Re: [PATCH] mm, page_alloc: fix core hung in free_pcppages_bulk()

From: David Hildenbrand <david@redhat.com>
To: Charan Teja Reddy <charante@codeaurora.org>,
	akpm@linux-foundation.org, mhocko@suse.com, vbabka@suse.cz,
	linux-mm@kvack.org
Cc: linux-kernel@vger.kernel.org, vinmenon@codeaurora.org
Subject: Re: [PATCH] mm, page_alloc: fix core hung in free_pcppages_bulk()
Date: Tue, 11 Aug 2020 10:29:24 +0200	[thread overview]
Message-ID: <3b07d2a6-8ce7-5957-8ca5-a8d977852e14@redhat.com> (raw)
In-Reply-To: <1597075833-16736-1-git-send-email-charante@codeaurora.org>

On 10.08.20 18:10, Charan Teja Reddy wrote:
> The following race is observed with the repeated online, offline and a
> delay between two successive online of memory blocks of movable zone.
> 
> P1						P2
> 
> Online the first memory block in
> the movable zone.
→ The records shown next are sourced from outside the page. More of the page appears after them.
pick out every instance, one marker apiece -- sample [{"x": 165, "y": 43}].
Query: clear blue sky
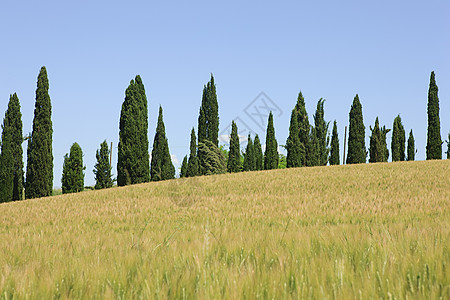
[{"x": 382, "y": 50}]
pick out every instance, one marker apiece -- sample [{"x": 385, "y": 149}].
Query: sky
[{"x": 261, "y": 53}]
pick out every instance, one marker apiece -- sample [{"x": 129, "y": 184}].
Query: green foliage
[
  {"x": 313, "y": 149},
  {"x": 398, "y": 140},
  {"x": 183, "y": 169},
  {"x": 356, "y": 134},
  {"x": 293, "y": 145},
  {"x": 208, "y": 120},
  {"x": 259, "y": 157},
  {"x": 193, "y": 168},
  {"x": 73, "y": 175},
  {"x": 448, "y": 146},
  {"x": 102, "y": 169},
  {"x": 11, "y": 169},
  {"x": 213, "y": 161},
  {"x": 133, "y": 158},
  {"x": 321, "y": 129},
  {"x": 378, "y": 148},
  {"x": 282, "y": 161},
  {"x": 411, "y": 147},
  {"x": 271, "y": 153},
  {"x": 6, "y": 164},
  {"x": 249, "y": 156},
  {"x": 161, "y": 166},
  {"x": 303, "y": 127},
  {"x": 234, "y": 155},
  {"x": 39, "y": 182},
  {"x": 334, "y": 153},
  {"x": 434, "y": 142}
]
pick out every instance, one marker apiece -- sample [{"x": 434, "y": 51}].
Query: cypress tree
[
  {"x": 213, "y": 158},
  {"x": 271, "y": 153},
  {"x": 234, "y": 155},
  {"x": 6, "y": 164},
  {"x": 259, "y": 157},
  {"x": 12, "y": 126},
  {"x": 378, "y": 148},
  {"x": 193, "y": 168},
  {"x": 73, "y": 175},
  {"x": 398, "y": 140},
  {"x": 313, "y": 149},
  {"x": 321, "y": 129},
  {"x": 448, "y": 146},
  {"x": 183, "y": 167},
  {"x": 249, "y": 157},
  {"x": 303, "y": 127},
  {"x": 411, "y": 147},
  {"x": 356, "y": 152},
  {"x": 102, "y": 169},
  {"x": 161, "y": 166},
  {"x": 133, "y": 158},
  {"x": 293, "y": 146},
  {"x": 434, "y": 142},
  {"x": 334, "y": 153},
  {"x": 39, "y": 182},
  {"x": 208, "y": 121}
]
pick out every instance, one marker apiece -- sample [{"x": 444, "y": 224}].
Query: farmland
[{"x": 356, "y": 231}]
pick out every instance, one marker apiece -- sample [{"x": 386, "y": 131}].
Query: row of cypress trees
[{"x": 307, "y": 145}]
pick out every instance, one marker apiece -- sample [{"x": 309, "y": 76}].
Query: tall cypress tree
[
  {"x": 73, "y": 176},
  {"x": 193, "y": 168},
  {"x": 378, "y": 148},
  {"x": 293, "y": 145},
  {"x": 271, "y": 153},
  {"x": 208, "y": 121},
  {"x": 39, "y": 182},
  {"x": 434, "y": 142},
  {"x": 249, "y": 157},
  {"x": 321, "y": 129},
  {"x": 448, "y": 146},
  {"x": 102, "y": 169},
  {"x": 313, "y": 149},
  {"x": 234, "y": 155},
  {"x": 6, "y": 164},
  {"x": 303, "y": 126},
  {"x": 411, "y": 147},
  {"x": 259, "y": 157},
  {"x": 161, "y": 166},
  {"x": 214, "y": 161},
  {"x": 356, "y": 152},
  {"x": 183, "y": 169},
  {"x": 334, "y": 153},
  {"x": 133, "y": 158},
  {"x": 12, "y": 126},
  {"x": 398, "y": 140}
]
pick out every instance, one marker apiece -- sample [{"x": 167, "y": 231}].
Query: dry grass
[{"x": 364, "y": 231}]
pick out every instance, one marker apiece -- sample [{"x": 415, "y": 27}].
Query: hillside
[{"x": 355, "y": 231}]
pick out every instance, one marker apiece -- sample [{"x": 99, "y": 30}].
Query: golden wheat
[{"x": 361, "y": 231}]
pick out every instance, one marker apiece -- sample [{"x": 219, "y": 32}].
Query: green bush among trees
[
  {"x": 102, "y": 169},
  {"x": 161, "y": 163},
  {"x": 73, "y": 171},
  {"x": 378, "y": 150}
]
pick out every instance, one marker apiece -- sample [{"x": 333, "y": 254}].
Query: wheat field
[{"x": 366, "y": 231}]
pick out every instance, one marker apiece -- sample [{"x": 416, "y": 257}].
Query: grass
[{"x": 362, "y": 231}]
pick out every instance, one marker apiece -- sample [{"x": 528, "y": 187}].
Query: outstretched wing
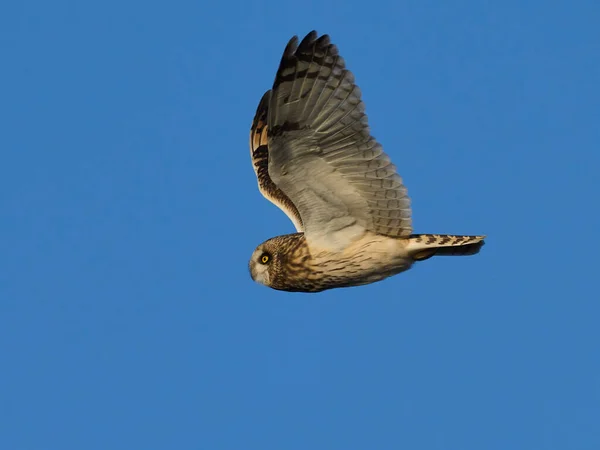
[
  {"x": 259, "y": 152},
  {"x": 321, "y": 154}
]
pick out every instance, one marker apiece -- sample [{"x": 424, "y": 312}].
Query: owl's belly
[{"x": 366, "y": 261}]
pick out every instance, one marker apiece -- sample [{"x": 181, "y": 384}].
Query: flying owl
[{"x": 315, "y": 159}]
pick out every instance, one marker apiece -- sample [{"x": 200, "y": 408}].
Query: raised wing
[
  {"x": 259, "y": 152},
  {"x": 321, "y": 154}
]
The pcp struct
> values are initialized to default
> values,i.e., pcp->high = 0 &
> pcp->batch = 1.
> 
> 					Allocate the pages from the
> 					movable zone.
> 
> Try to Online the second memory
> block in the movable zone thus it
> entered the online_pages() but yet
> to call zone_pcp_update().
> 					This process is entered into
> 					the exit path thus it tries
> 					to release the order-0 pages
> 					to pcp lists through
> 					free_unref_page_commit().
> 					As pcp->high = 0, pcp->count = 1
> 					proceed to call the function
> 					free_pcppages_bulk().
> Update the pcp values thus the
> new pcp values are like, say,
> pcp->high = 378, pcp->batch = 63.
> 					Read the pcp's batch value using
> 					READ_ONCE() and pass the same to
> 					free_pcppages_bulk(), pcp values
> 					passed here are, batch = 63,
> 					count = 1.
> 
> 					Since num of pages in the pcp
> 					lists are less than ->batch,
> 					then it will stuck in
> 					while(list_empty(list)) loop
> 					with interrupts disabled thus
> 					a core hung.
> 
> Avoid this by ensuring free_pcppages_bulk() called with proper count of
> pcp list pages.
> 
> The mentioned race is some what easily reproducible without [1] because
> pcp's are not updated for the first memory block online and thus there
> is a enough race window for P2 between alloc+free and pcp struct values
> update through onlining of second memory block.
> 
> With [1], the race is still exists but it is very much narrow as we
> update the pcp struct values for the first memory block online itself.
> 
> [1]: https://patchwork.kernel.org/patch/11696389/
> 
> Signed-off-by: Charan Teja Reddy <charante@codeaurora.org>
> ---
>  mm/page_alloc.c | 16 ++++++++++++++--
>  1 file changed, 14 insertions(+), 2 deletions(-)
> 
> diff --git a/mm/page_alloc.c b/mm/page_alloc.c
> index e4896e6..25e7e12 100644
> --- a/mm/page_alloc.c
> +++ b/mm/page_alloc.c
> @@ -3106,6 +3106,7 @@ static void free_unref_page_commit(struct page *page, unsigned long pfn)
>  	struct zone *zone = page_zone(page);
>  	struct per_cpu_pages *pcp;
>  	int migratetype;
> +	int high;
>  
>  	migratetype = get_pcppage_migratetype(page);
>  	__count_vm_event(PGFREE);
> @@ -3128,8 +3129,19 @@ static void free_unref_page_commit(struct page *page, unsigned long pfn)
>  	pcp = &this_cpu_ptr(zone->pageset)->pcp;
>  	list_add(&page->lru, &pcp->lists[migratetype]);
>  	pcp->count++;
> -	if (pcp->count >= pcp->high) {
> -		unsigned long batch = READ_ONCE(pcp->batch);
> +	high = READ_ONCE(pcp->high);
> +	if (pcp->count >= high) {
> +		int batch;
> +
> +		batch = READ_ONCE(pcp->batch);
> +		/*
> +		 * For non-default pcp struct values, high is always
> +		 * greater than the batch. If high < batch then pass
> +		 * proper count to free the pcp's list pages.
> +		 */
> +		if (unlikely(high < batch))
> +			batch = min(pcp->count, batch);
> +
>  		free_pcppages_bulk(zone, batch, pcp);
>  	}
>  }
> 

I was wondering if we should rather set all pageblocks to
MIGRATE_ISOLATE in online_pages() before doing the online_pages_range()
call, and do undo_isolate_page_range() after onlining is done.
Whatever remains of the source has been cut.